Ce n'est pas si fréquent de voir le cinéma français grand public s'intéresser à autre chose que les émois germanopratins ou les images d'Epinal de l'Histoire de France. Je ne devrais donc pas bouder mon plaisir devant l'ambition de Marc Dugain, à la fois dans le choix du sujet, la fin du règne de Staline, et dans la forme retenue, à savoir celle d'un film en français avec un casting hexagonal. Après tout, le cinéma américain ne se gêne pas de tourner "Mémoires d'une Geisha" en anglais, et le fait que les dialogues "Lettres d'Iwo Jima" aient été joués en japonais avait été souligné comme une anomalie dans la production hollywoodienne.
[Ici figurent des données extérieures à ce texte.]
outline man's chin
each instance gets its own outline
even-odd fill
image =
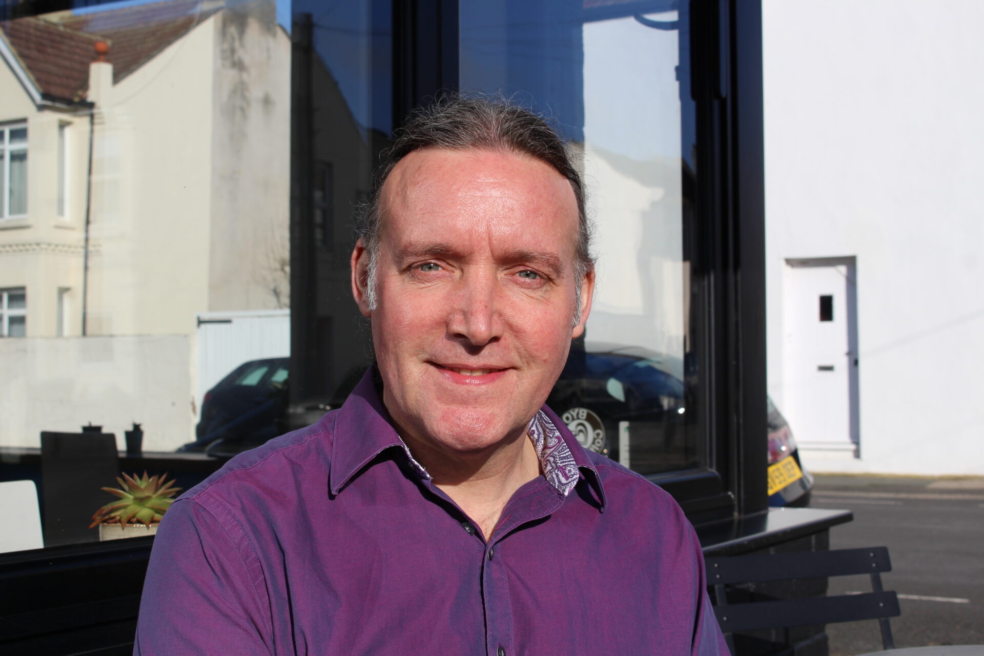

Marc Dugain fait partie de cette cohorte croissante, celle des écrivains qui deviennent réalisateurs. Si certains s'en sortent honorablement (Emmanuel Carrère avec "La Moustache", par exemple), ils sont plus nombreux à illustrer le fait qu'écrivain et réalisateur, ce sont deux métiers différents (Alexandre Jardin, Michel Houellebecq et Eric-Emmanuel Schmitt, pour ne citer qu'eux). Dans une interview à Allociné, Marc Dugain montre au moins une certaine rélexion cinématographique, justifiant par exemple le choix de filmer à l'épaule pour illustrer la peur tout en s'opposant à la mode parkinsonienne que je dénonce à longueur de critiques.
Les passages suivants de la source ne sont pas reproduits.